DIRECTED BY Nicolas Winding Refn
STARRING: Tom Hardy, Matt King, James Lance, Amanda Burton
Danish director Nicolas Winding Refn made his name with the Pusher trilogy – and, er, Miss Marple – but Bronson is something else. Inspired by the infamous prisoner Charles Bronson (real name Michael Paterson), who has spent 30 of his 34 years of incarceration in solitary, the narrative is twisted by the director into a meditation on creativity and fame. It’s oddly theatrical, borrowing some of Kenneth Anger’s homoerotic playfulness, and his ironic use of music (Pet Shop Boys, New Order, Wagner).

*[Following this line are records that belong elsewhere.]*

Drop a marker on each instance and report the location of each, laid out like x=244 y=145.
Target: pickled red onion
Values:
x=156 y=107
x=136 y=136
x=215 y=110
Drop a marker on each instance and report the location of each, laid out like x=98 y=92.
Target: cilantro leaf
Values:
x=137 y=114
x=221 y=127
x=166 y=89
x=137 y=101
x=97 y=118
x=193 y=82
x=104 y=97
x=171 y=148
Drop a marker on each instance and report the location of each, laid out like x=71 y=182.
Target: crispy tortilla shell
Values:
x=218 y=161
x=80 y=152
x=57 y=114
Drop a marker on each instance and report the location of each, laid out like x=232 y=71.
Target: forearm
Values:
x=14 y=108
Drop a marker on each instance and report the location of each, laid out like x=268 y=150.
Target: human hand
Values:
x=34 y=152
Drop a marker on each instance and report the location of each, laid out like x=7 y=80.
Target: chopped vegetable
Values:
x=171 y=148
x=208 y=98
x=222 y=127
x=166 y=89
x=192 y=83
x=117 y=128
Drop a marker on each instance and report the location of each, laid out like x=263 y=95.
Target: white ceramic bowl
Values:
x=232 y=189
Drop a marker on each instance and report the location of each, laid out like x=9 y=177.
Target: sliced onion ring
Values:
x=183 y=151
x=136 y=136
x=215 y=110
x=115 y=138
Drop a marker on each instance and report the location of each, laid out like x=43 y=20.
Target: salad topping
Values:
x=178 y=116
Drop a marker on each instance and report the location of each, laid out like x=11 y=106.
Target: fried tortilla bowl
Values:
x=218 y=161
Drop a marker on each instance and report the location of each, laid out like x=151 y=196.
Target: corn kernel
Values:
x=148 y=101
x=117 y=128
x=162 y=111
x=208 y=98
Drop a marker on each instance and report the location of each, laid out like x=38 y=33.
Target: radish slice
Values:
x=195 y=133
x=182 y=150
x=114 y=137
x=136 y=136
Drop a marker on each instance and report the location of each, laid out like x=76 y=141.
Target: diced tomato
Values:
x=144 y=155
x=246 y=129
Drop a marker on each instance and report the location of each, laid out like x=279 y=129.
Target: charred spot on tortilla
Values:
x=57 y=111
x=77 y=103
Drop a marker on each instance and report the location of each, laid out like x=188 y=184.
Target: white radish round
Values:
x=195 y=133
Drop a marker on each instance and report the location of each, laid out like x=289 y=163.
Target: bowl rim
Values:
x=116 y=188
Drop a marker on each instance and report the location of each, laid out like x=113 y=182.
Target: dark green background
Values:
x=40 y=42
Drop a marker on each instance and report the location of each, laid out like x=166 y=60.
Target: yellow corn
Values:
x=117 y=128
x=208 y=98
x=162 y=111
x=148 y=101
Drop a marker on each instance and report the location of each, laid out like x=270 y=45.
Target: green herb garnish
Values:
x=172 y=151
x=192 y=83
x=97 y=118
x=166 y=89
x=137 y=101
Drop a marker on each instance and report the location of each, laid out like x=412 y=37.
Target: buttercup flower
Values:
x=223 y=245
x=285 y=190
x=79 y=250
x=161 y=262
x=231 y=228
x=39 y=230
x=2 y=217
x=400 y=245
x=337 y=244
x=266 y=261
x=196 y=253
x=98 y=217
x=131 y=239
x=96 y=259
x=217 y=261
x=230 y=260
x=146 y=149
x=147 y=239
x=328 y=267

There’s also a slightly artificial sense of Britishness that threatens to turn it into The Loneliness Of The Long-Distance Nihilist. But the artifice and the ultraviolence are held together by fierce central performance by Tom Hardy. His Bronson’s owes something to Malcolm’s McDowell’s Alex in A Clockwork Orange. He’s more of a dog than a man, flickering between sweet compliance and illogical rage, ending up daubed like a Francis Bacon death mask. So successful is Hardy at establishing the reflexive dread of his character that he undermines the director’s conclusion, that Bronson is a lost soul searching for self-expression.